How can I ensure that behaviour management systems are student-centred?

Disruptive behaviour happens in all schools and to all teachers at some point. It is a frustration to schools because it is a barrier to learning, and can easily affect the well-being of teachers.

If we accept that all behaviour is about communicating something, it is important that any behaviour management system addresses behaviour from the perspective of those who are doing the communicating – the students.

The first step for any teacher seeking to ensure that their behaviour management systems are student-centred is to ensure they know what is important to their students and what is important for them (i.e. how best to support them). Supporting students to gather this information in a one-page profile is an ideal way to increase student awareness of themselves as learners and to ensure that this rich information is kept in a simple, accessible format, thereby helping to ensure consistency of approach with students. This is a vital part of any behaviour management system.

Beginning with Appreciation (part of one-page profiles) is a good way to instil positive behaviour management that is centred on the students. Listing all the positive characteristics about a student, gathered from what others like and admire about them, enables students to develop a strong sense of themselves as valued individuals. Helping students to see that they have gifts to make a positive contribution to school life is a valuable behaviour management tool in itself.

The good day/bad day tool is an excellent way to support students to understand the factors and influences that make a good day good and a bad day bad for them. Through this, they begin to understand what is important to them in school, what makes them a better learner. This level of understanding is important to support a collaborative approach to behaviour management which is the responsibility of both teacher and students.

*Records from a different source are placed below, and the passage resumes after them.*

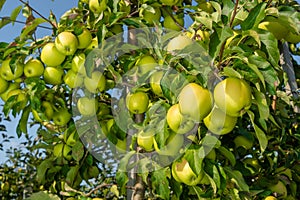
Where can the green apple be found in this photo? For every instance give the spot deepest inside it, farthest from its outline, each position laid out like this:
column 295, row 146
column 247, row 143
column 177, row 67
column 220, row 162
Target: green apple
column 137, row 103
column 178, row 43
column 95, row 83
column 145, row 64
column 218, row 122
column 177, row 122
column 84, row 39
column 233, row 96
column 33, row 68
column 50, row 56
column 66, row 43
column 53, row 75
column 7, row 73
column 3, row 85
column 97, row 6
column 73, row 79
column 176, row 25
column 182, row 172
column 61, row 117
column 195, row 101
column 78, row 64
column 87, row 106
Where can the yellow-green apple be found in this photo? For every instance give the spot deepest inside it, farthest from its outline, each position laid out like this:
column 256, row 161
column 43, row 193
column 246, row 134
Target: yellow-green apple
column 53, row 75
column 87, row 106
column 96, row 83
column 50, row 56
column 33, row 68
column 137, row 103
column 177, row 122
column 218, row 122
column 66, row 43
column 6, row 71
column 195, row 101
column 233, row 96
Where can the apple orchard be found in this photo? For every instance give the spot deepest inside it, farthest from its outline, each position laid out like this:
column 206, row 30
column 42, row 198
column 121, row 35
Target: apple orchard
column 142, row 99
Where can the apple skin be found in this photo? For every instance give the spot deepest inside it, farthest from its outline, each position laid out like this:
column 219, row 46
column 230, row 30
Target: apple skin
column 96, row 83
column 195, row 101
column 84, row 39
column 6, row 72
column 177, row 122
column 53, row 75
column 50, row 56
column 61, row 117
column 87, row 106
column 33, row 68
column 3, row 85
column 66, row 43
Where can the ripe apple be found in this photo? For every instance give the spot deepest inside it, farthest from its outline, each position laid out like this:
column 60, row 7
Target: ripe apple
column 177, row 122
column 7, row 73
column 87, row 106
column 155, row 79
column 33, row 68
column 53, row 75
column 145, row 140
column 84, row 39
column 151, row 17
column 61, row 117
column 97, row 6
column 233, row 96
column 178, row 43
column 182, row 172
column 73, row 79
column 50, row 56
column 218, row 122
column 3, row 85
column 95, row 83
column 195, row 101
column 66, row 43
column 145, row 64
column 169, row 22
column 137, row 103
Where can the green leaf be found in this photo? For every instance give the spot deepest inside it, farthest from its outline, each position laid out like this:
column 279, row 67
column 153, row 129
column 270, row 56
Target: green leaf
column 261, row 136
column 256, row 15
column 238, row 178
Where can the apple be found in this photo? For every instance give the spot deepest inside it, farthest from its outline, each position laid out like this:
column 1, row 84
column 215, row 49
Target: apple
column 145, row 64
column 151, row 16
column 97, row 6
column 195, row 101
column 219, row 123
column 84, row 39
column 95, row 83
column 233, row 96
column 176, row 25
column 155, row 79
column 177, row 122
column 145, row 140
column 50, row 56
column 66, row 43
column 78, row 62
column 178, row 43
column 137, row 103
column 182, row 172
column 33, row 68
column 3, row 85
column 87, row 106
column 61, row 117
column 53, row 75
column 73, row 79
column 6, row 71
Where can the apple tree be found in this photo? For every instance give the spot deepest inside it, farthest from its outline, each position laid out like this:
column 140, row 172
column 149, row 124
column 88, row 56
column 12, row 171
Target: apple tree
column 142, row 99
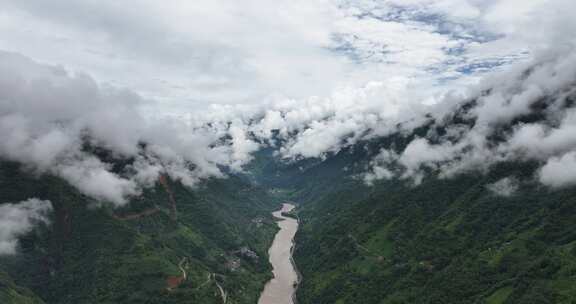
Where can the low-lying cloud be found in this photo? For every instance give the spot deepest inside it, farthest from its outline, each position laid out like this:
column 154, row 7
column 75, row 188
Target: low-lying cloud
column 19, row 219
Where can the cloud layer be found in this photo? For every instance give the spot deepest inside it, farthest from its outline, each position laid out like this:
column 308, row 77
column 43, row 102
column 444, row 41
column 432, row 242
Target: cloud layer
column 19, row 219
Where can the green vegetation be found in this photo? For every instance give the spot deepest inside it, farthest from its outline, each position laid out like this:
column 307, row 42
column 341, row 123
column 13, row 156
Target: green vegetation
column 94, row 253
column 443, row 241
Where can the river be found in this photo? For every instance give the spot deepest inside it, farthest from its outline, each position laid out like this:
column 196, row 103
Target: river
column 281, row 288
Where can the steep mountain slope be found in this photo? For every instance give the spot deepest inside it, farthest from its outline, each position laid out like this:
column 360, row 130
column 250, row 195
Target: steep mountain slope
column 170, row 245
column 491, row 233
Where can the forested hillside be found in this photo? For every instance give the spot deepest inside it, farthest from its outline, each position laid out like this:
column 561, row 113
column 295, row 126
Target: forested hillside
column 171, row 244
column 492, row 233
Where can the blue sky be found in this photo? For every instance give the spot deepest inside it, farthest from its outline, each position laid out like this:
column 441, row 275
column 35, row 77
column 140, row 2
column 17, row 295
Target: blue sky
column 189, row 55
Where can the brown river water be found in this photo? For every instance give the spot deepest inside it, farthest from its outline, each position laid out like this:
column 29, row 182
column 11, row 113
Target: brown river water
column 281, row 288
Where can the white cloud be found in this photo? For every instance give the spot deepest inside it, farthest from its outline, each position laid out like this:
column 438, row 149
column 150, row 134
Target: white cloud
column 18, row 219
column 505, row 187
column 559, row 171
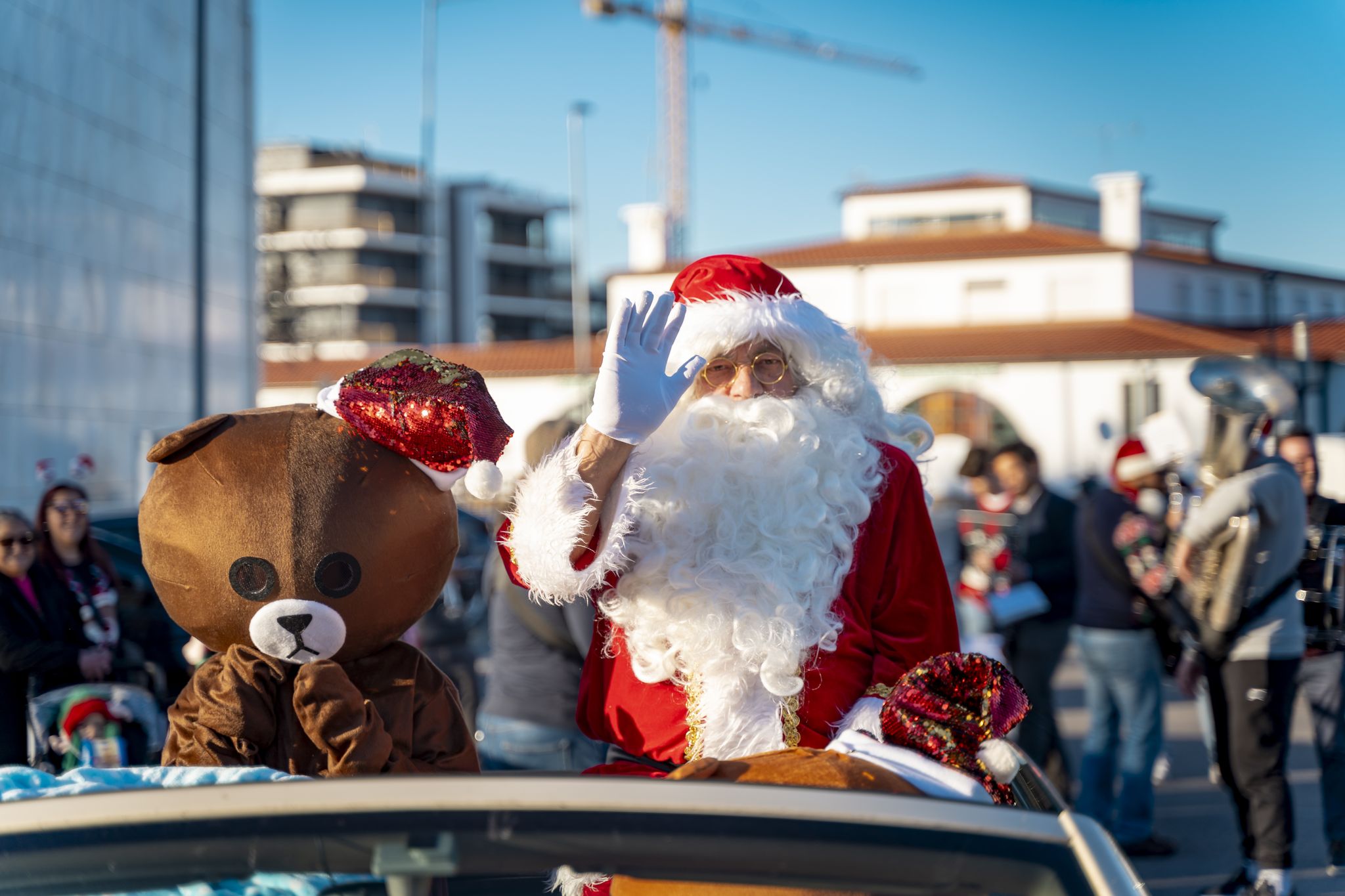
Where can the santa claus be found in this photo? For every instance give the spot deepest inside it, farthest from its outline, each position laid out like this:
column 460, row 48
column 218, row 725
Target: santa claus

Information drawn from using this person-centred thinking tool will help staff to think about changes they can make to the way they approach students, the way the classroom is organised, the approach to learning, etc, in order to provide a learning environment supportive of the individuals they are teaching here and now. Collating responses from a class or cohort provides a strong and valid basis on which to create a behaviour management system that is student-centred.

Accepting that disruptive behaviour does occur from time to time, a behaviour management system that includes tools to support both students and staff to reflect is important. The working/not working tool is an excellent way to gather information from different perspectives (e.g. teacher, student, teaching assistant) to identify where things are working well and where things are not working. This allows everyone, including the students, to contribute to planning what needs to happen so that what’s working is built on and what’s not working is changed.

Some students find it harder than others to behave in a way that is acceptable in school. All too often, an episode of poor behaviour results when a student needs to be told something, be that to support development of their work or to encourage them to behave in a certain way. How staff communicate at this point is really important, and a communication chart which records how staff can communicate effectively with the student is a great support tool. By recording what it is that staff want to tell the student, how they do this and who can help and support, adults will communicate key messages in a consistent way that works best for the student. This results in students feeling reassured by all adults dealing with them in the same way, and this is a good place from which to collaboratively think about what needs to happen next. As staff become more aware of how to communicate with their students, there are likely to be fewer incidents of difficult behaviour.